After Meyer
  • Path snaking towards a crowd surrounding the signboard at Uhuru Peak

 

History of Kilimanjaro: After Meyer

Mawenzi, Pastor Reusch and a frozen leopard

In the decades following Meyer’s successful assault on Kili, few followed in his footsteps. Meyer himself climbed again in 1898, though this time he got only as far as the crater rim. In 1909 surveyor M Lange climbed all the way to Uhuru Peak, and in doing so became only the second person to reach the summit of Kilimanjaro – a full twenty years after the first.The conquest of the last peak on Kilimanjaro, that of the summit of Mawenzi (called, somewhat perversely, Hans Meyer Peak), was achieved by the climbers Edward Oehler and Fritz Kluteon 29 July 1912. Thus, 64 years after the first European had clapped eyes on Kilimanjaro, both of its main peaks had been successfully climbed.

As an encore, Oehler and Klute made the third successful attempt on Kibo and the first from the western side. In the same year, Walter Furtwangler and Ziegfried Koenig achieved the fourth successful climb, and became the first to use skis to descend. Two more successful assaults occurred before the outbreak of World War One, and Frau von Ruckteschellkept up the German’s impressive record on Kilimanjaro by becoming the first woman to reach Gillman’s Point.

Fresh attempts on Kilimanjaro were suspended for a while during World War One. The countryside around Kilimanjaro became the scene of some vicious fighting, including Moshi itself, which was attacked by British forces in March 1916.

Paul von Lettow Vorbeck, the German commander, went down in military history at this time as the man who led the longest tactical retreat ever. With the German’s defeat, however, Kilimanjaro, along with the rest of German East Africa, reverted to British rule.

Paul von Lettow Vorbeck

Paul von Lettow Vorbeck

After the war, attention turned away from Kibo to the lesser-known Mawenzi. In 1924 George Londt of South Africa became, by accident, the first to climb South Peak (he was aiming for Hans Meyer Peak but got lost); the peak (4958m), was named after him. Three years later three English mountaineers climbed Mawenzi, including Sheila MacDonald, the first woman to do so; the trio then climbed Kibo, with Ms MacDonald writing her name into the record books again as the first woman to complete the ascent to Uhuru Peak. In 1930 two famous British mountaineers, HW Tilman and Eric Shipton, names more usually associated with Everest, climbed Mawenzi’s Nordecke Peak – again, like Londt, by accident.
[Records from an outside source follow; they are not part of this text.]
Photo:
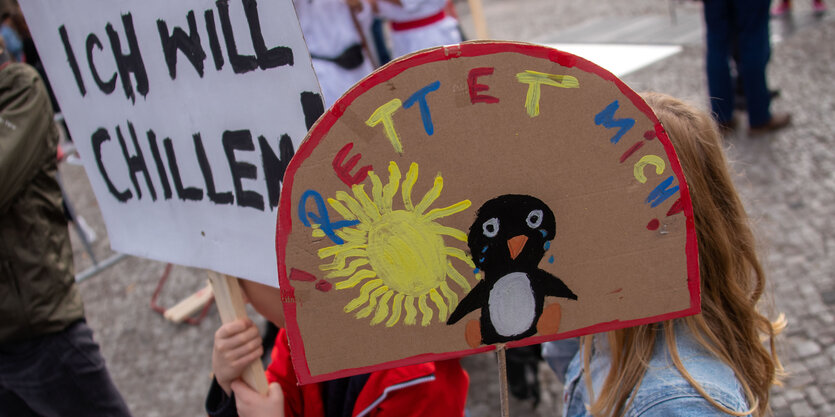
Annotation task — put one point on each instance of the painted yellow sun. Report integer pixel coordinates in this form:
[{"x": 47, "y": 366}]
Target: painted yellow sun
[{"x": 398, "y": 258}]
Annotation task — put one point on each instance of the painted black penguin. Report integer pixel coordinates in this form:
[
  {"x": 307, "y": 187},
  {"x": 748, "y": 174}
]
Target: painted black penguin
[{"x": 507, "y": 241}]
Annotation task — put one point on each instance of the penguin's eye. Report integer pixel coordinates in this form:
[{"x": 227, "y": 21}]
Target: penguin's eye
[
  {"x": 534, "y": 219},
  {"x": 491, "y": 227}
]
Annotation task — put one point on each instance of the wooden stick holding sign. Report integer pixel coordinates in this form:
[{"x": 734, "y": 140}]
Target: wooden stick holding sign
[{"x": 231, "y": 306}]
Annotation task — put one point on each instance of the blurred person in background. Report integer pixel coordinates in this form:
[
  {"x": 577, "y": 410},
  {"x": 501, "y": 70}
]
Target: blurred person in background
[
  {"x": 710, "y": 364},
  {"x": 741, "y": 24},
  {"x": 49, "y": 363}
]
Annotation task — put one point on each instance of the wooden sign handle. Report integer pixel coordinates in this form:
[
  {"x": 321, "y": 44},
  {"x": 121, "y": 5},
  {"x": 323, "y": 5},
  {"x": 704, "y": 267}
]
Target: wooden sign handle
[{"x": 231, "y": 306}]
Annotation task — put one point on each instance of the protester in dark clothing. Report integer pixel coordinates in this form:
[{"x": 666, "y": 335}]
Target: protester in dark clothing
[
  {"x": 744, "y": 23},
  {"x": 49, "y": 363}
]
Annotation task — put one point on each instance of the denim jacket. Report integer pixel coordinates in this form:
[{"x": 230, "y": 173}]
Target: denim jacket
[{"x": 663, "y": 392}]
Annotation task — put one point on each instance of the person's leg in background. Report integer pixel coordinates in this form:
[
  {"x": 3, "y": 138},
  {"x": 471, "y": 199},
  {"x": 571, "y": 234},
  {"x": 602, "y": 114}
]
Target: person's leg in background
[
  {"x": 751, "y": 19},
  {"x": 719, "y": 80}
]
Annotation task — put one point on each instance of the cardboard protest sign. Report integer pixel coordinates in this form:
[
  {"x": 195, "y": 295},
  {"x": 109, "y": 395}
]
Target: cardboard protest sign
[
  {"x": 479, "y": 194},
  {"x": 185, "y": 114}
]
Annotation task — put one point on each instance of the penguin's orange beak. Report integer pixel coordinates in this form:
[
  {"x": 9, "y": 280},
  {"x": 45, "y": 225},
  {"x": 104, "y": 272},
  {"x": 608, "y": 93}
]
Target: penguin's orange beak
[{"x": 516, "y": 244}]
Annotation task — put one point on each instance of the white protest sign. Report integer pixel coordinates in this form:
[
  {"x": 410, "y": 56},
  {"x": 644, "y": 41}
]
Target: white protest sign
[{"x": 185, "y": 114}]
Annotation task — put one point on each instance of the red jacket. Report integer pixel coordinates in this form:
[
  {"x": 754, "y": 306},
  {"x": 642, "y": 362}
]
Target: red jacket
[{"x": 437, "y": 389}]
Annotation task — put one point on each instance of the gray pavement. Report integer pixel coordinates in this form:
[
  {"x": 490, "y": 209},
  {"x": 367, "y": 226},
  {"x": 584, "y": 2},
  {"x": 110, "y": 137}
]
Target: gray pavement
[{"x": 787, "y": 180}]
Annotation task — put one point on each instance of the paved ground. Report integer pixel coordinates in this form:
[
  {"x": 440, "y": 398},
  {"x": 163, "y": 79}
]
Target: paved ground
[{"x": 787, "y": 180}]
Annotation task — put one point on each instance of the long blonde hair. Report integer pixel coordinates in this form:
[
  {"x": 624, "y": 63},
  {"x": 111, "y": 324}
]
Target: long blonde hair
[{"x": 732, "y": 280}]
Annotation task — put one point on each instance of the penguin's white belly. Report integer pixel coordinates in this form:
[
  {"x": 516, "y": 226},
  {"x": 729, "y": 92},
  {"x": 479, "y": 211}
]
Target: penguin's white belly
[{"x": 512, "y": 304}]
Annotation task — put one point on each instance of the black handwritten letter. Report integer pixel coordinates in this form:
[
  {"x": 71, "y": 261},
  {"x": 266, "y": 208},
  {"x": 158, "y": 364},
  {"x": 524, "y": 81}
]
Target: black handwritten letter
[
  {"x": 312, "y": 107},
  {"x": 267, "y": 58},
  {"x": 190, "y": 193},
  {"x": 275, "y": 166},
  {"x": 99, "y": 137},
  {"x": 242, "y": 140},
  {"x": 163, "y": 177},
  {"x": 108, "y": 86},
  {"x": 240, "y": 63},
  {"x": 65, "y": 39},
  {"x": 136, "y": 163},
  {"x": 131, "y": 62},
  {"x": 188, "y": 44},
  {"x": 203, "y": 160},
  {"x": 214, "y": 42}
]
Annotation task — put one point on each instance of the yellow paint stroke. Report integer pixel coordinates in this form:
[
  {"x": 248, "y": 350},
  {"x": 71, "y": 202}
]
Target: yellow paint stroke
[
  {"x": 535, "y": 79},
  {"x": 430, "y": 195},
  {"x": 458, "y": 207},
  {"x": 450, "y": 295},
  {"x": 408, "y": 184},
  {"x": 372, "y": 302},
  {"x": 376, "y": 190},
  {"x": 648, "y": 160},
  {"x": 449, "y": 231},
  {"x": 339, "y": 260},
  {"x": 341, "y": 209},
  {"x": 458, "y": 278},
  {"x": 354, "y": 206},
  {"x": 397, "y": 256},
  {"x": 338, "y": 249},
  {"x": 364, "y": 293},
  {"x": 355, "y": 279},
  {"x": 458, "y": 253},
  {"x": 440, "y": 303},
  {"x": 350, "y": 270},
  {"x": 406, "y": 253},
  {"x": 427, "y": 312},
  {"x": 356, "y": 236},
  {"x": 396, "y": 310},
  {"x": 391, "y": 188},
  {"x": 383, "y": 114},
  {"x": 367, "y": 205},
  {"x": 411, "y": 312},
  {"x": 382, "y": 309}
]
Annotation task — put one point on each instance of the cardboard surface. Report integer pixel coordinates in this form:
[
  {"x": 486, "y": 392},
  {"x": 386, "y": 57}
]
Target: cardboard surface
[
  {"x": 185, "y": 115},
  {"x": 477, "y": 194}
]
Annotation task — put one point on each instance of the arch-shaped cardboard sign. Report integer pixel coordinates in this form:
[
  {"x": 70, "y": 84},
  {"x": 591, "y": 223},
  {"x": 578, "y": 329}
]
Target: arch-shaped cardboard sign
[{"x": 478, "y": 194}]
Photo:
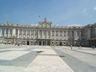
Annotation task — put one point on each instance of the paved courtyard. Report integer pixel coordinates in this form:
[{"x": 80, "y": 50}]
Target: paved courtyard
[{"x": 47, "y": 59}]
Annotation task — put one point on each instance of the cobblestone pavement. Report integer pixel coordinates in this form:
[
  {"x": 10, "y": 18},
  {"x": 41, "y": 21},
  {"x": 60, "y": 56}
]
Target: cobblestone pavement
[
  {"x": 80, "y": 59},
  {"x": 31, "y": 59},
  {"x": 47, "y": 59}
]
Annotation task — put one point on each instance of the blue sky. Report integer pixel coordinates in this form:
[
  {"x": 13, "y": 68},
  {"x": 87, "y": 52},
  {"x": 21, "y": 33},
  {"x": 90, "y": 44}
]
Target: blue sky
[{"x": 60, "y": 12}]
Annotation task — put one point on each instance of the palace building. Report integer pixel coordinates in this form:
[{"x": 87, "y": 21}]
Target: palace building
[{"x": 46, "y": 34}]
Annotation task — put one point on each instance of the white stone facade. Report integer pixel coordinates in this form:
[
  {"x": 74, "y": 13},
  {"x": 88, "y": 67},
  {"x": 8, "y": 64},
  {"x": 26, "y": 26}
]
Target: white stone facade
[{"x": 44, "y": 34}]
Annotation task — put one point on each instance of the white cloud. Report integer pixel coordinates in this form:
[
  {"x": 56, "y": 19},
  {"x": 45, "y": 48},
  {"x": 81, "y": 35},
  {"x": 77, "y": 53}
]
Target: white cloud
[
  {"x": 94, "y": 8},
  {"x": 84, "y": 11},
  {"x": 74, "y": 25}
]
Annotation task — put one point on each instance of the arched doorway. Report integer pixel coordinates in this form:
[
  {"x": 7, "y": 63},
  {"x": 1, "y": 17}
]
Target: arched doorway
[
  {"x": 60, "y": 43},
  {"x": 27, "y": 42}
]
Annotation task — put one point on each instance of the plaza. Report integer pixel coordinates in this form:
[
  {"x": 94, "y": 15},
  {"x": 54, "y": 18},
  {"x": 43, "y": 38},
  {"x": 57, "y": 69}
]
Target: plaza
[{"x": 46, "y": 59}]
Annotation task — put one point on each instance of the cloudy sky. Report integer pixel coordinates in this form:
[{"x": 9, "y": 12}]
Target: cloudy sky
[{"x": 60, "y": 12}]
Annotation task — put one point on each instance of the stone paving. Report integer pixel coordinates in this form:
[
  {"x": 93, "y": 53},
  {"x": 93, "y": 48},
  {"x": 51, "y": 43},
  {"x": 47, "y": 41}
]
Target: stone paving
[{"x": 31, "y": 59}]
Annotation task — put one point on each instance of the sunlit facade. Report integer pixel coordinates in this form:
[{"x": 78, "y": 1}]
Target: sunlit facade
[{"x": 46, "y": 34}]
While all this was happening on Mawenzi, over on Kibo another man was writing himself into the history of Kili: Pastor Richard Reusch. Missionary for the Lutheran Church, former officer in the Cossack army and long-time Marangu resident, Reusch climbed the mountain on no less than 40 different occasions.

During his first assault on the summit in 1926 he discovered (or rediscovered, there being some dispute as to who saw it first) the frozen leopard on the crater rim that would later inspire Hemingway (Reusch cut off part of an ear as a souvenir), while on another sortie the following year he became the first to gaze down into the inner crater, a crater that he was later to give his name to.

Later work by mountaineer HW Tilman and vulcanologist JJ Richard led to confirmation, in 1942, that Kilimanjaro was still active, and while this led to some local panic, in 1957 the Tanganyika Geological Survey and the University of Sheffield were able to allay fears by declaring the volcano to be dormant and almost extinct.